A distinctly bookish part of my personality that looks forward to January 1st because, in addition to starting a new year, I get to set a new reading goal on Goodreads. This year was different, though. I set my Goodreads reading goal lower this year than I have in previous years.
What Goodreads should not be:
Last year I let my reading goal hang over me like yet another item on my to-do list. I set out to read a fair amount of books, an amount fewer than the previous year because I figured I would be busier during my senior year of college than in my junior year. I set the bar for a high figure I felt I could reach.
I did not meet my goal. I was short two books on December 31. During the last month of 2013, I read book after book, enjoying the opportunity to fit in some reading the likes of which I hadn’t had time for during the semester. Nonetheless, I did not read “enough.” On New Year’s Eve, I knew I would never be able to read two books before the ball dropped.
Then I realized how I had let my reading goal become, instead of a worthy aspiration, a to-do task that the perfectionist in me said I’d failed.
And yet I hadn’t failed. I’d read a good many wonderful books all year, books that I loved, books that had stretched me. Just because I did not read two more did not in any way mean that I had failed as a reader. Because Goodreads–and reading goals–should not ever be measures of our efficiency or worth.
How to use Goodreads:
Goodreads–and the reading goals the site allows you to set–are tools we use and goals we strive to keep because we want to better our minds and grow our hearts. Goodreads is a social media site I’ve grown to love because, in addition to allowing you to set year-long reading goals, it works a little like other social media sites, only this one is exclusively for book-lovers.
Want to connect with other readers?
On Goodreads, I can “become a fan” of my favorite authors (much like I would “like” their pages on Facebook or “follow” them on Twitter). I can also connect with other readers via groups and becoming friends (similar to how I have “circles” on Google+ and “connections” on LinkedIn).
Or need a way to track your reading habits?

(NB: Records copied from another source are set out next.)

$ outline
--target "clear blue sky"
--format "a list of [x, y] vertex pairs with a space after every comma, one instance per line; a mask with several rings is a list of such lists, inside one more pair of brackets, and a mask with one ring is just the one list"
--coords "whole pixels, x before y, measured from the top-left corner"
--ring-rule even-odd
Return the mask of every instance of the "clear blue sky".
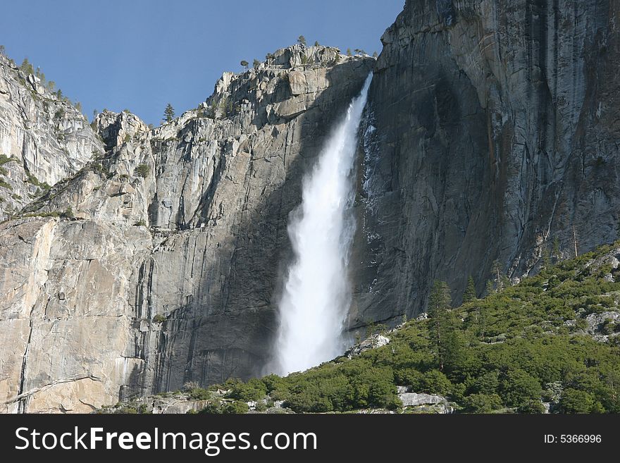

Even if you choose not to open your Goodreads account to others or have any updates popping up on your Recent Updates newsfeed, Goodreads can be an excellent tool for tracking the books you are reading or want to read. Just find a book, hover over the green bar that says “Want to Read” and select whether you “want to read” it, are “currently reading” it, or have “read” it.
Related: My friend Gretchen has a great tutorial on all things Goodreads!
Calling all book reviewers!
You can also write reviews of the books you love–so if you are a book reviewer like me, Goodreads is a good addition to the list of consumer and social media sites where you post your reviews.
Want to join a book-loving community… or ten?
There are gaggles of Goodreads groups you can join according to your interests. Have a favorite genre? There’s undoubtedly a group for that.
Are you on Goodreads? How do you use it?